Neue Erkenntnisse zu den molekularen Ursachen von Long-COVID

14. November 2025

Ein Forschungsteam des Forschungszentrums Borstel (FZB), der Christian-Albrechts-Universität zu Kiel (CAU), der Universität zu Lübeck (UzL) und des Universitätsklinikums Schleswig-Holstein (UKSH) hat wichtige neue Erkenntnisse zur Entstehung des Post-COVID-Syndroms (PCS) gewonnen. Durch die Kombination von hochmoderner Einzelzell-Transkriptomik (scRNA-seq) mit zellbiologischen Modellen gelang es, die zellulären und molekularen Mechanismen hinter den langwierigen Beschwerden zu entschlüsseln.

Das Post-COVID-Syndrom betrifft etwa 3–17 % der Personen nach einer SARS-CoV-2-Infektion, wobei die Ursachen der Spät- bzw. Langzeitfolgen bisher weitgehend unklar sind.

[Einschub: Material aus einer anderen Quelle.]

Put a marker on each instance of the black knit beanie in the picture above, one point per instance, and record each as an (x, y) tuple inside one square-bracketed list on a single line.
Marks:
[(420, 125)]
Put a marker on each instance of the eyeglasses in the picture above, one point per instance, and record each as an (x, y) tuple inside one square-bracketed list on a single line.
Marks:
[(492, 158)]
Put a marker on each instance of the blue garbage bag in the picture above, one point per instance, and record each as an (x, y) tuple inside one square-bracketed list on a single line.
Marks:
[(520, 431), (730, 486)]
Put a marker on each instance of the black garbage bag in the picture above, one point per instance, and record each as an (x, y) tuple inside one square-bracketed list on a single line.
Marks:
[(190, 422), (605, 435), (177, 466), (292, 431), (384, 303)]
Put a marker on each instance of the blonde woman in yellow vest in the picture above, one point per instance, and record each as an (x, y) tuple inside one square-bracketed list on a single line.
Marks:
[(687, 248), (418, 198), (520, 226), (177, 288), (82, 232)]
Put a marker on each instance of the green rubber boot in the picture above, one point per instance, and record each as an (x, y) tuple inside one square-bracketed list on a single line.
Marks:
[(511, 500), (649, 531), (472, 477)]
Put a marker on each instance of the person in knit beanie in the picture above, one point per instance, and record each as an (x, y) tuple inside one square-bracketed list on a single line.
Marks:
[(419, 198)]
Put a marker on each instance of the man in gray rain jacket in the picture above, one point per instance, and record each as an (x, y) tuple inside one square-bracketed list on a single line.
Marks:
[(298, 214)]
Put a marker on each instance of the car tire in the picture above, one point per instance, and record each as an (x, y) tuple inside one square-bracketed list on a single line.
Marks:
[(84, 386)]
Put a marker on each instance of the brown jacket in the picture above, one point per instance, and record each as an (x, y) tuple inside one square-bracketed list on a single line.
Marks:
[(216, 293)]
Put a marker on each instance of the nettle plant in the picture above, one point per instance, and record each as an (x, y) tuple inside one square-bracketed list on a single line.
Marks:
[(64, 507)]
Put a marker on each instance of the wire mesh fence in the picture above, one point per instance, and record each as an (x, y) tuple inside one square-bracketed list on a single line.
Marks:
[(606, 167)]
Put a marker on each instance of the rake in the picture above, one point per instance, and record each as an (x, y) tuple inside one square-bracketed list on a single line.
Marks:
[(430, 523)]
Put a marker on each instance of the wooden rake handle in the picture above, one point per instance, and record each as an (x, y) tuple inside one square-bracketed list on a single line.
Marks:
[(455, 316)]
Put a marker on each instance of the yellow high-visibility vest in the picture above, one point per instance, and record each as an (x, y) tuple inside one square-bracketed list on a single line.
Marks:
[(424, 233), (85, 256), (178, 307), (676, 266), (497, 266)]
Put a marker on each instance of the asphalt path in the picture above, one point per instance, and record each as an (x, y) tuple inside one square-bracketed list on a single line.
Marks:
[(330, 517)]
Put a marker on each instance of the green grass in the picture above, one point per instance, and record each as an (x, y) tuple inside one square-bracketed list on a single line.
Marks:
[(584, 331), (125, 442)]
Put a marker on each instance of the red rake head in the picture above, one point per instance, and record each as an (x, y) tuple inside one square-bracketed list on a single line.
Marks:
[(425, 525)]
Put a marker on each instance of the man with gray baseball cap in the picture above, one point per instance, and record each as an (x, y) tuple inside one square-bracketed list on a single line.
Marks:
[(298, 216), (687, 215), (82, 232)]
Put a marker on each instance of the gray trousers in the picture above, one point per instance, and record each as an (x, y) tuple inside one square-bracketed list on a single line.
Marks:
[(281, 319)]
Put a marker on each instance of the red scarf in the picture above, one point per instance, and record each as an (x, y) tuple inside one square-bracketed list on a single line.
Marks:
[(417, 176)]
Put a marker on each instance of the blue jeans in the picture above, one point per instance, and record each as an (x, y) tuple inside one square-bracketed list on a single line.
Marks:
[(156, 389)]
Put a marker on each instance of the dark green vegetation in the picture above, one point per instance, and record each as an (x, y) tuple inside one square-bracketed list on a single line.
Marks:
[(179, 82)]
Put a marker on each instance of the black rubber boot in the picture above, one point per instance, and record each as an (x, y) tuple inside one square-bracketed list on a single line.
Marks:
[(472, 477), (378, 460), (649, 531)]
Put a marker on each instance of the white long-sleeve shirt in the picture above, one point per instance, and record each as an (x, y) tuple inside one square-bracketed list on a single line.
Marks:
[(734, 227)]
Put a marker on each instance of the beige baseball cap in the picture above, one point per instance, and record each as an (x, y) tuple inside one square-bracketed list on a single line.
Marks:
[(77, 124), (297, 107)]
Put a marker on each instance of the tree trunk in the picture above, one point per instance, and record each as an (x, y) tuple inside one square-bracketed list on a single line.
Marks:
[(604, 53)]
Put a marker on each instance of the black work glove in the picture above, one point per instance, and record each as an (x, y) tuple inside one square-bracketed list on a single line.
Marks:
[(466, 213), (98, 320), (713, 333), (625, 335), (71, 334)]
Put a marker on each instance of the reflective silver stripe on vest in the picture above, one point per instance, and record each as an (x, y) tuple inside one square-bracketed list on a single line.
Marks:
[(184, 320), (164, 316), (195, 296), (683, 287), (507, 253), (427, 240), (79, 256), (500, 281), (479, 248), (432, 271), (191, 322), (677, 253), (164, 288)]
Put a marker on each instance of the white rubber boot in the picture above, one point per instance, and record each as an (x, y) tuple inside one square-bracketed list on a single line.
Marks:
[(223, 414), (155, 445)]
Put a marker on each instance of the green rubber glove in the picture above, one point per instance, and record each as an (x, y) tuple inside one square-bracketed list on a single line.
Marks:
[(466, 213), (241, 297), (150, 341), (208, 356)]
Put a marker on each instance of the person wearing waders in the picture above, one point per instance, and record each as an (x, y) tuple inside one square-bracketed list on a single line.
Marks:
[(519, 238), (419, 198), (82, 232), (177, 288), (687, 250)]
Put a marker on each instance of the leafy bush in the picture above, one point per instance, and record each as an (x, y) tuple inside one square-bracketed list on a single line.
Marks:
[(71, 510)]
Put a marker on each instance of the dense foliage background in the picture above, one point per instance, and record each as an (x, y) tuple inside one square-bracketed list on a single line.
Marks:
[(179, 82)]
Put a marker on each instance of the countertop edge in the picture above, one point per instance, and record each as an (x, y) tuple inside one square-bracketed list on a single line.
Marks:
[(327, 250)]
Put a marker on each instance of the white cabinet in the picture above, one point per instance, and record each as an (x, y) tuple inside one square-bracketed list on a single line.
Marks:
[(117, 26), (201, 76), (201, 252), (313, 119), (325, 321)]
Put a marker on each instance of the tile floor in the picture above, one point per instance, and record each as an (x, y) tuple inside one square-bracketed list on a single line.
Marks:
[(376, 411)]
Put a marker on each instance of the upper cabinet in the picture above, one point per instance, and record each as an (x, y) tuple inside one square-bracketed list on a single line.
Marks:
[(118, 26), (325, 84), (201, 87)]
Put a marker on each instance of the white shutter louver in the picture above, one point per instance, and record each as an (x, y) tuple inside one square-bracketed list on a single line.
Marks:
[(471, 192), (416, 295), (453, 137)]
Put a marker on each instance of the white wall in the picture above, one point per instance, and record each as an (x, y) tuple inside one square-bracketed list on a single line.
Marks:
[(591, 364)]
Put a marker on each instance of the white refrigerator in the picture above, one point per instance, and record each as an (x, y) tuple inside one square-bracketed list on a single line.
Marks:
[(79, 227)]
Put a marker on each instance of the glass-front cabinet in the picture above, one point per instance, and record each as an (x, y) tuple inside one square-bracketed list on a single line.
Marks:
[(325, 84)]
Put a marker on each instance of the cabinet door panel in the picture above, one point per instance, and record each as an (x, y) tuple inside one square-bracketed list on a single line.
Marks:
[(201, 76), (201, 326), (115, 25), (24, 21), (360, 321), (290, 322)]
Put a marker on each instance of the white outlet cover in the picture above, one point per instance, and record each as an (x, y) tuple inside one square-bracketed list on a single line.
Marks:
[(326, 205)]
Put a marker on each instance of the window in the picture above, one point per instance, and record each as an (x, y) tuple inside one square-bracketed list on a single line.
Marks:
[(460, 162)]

Das Team um Dr. Karosham Reddy, Professor Markus Weckmann (beide FZB), Professor Hauke Busch und Privatdozentin Dr. Anke Fähnrich untersuchte Proben aus Nasenbiopsien von 25 PCS-Patienten, die im Rahmen der bundesweiten Post-COVID-Kohorte NAKPON entnommen wurden.

Die Analyse der Zelltypen und deren Kommunikations-Signalwege ergab, dass die Schleimhaut der oberen Atemwege auch Monate nach der überstandenen Infektion strukturell verändert und fehlprogrammiert bleibt – selbst ohne aktive Virusinfektion. Zentral identifizierten die Forschenden dabei die zwei Botenstoffe TNFα und TGFβ. Diese lösen offenbar eine dauerhafte Entzündung in der Nasenschleimhaut aus, welche die Regeneration des Gewebes hemmt und somit zur anhaltenden Symptomatik bei Post-COVID beiträgt. Die Befunde wurden anschließend in humanen Schleimhautmodellen bestätigt.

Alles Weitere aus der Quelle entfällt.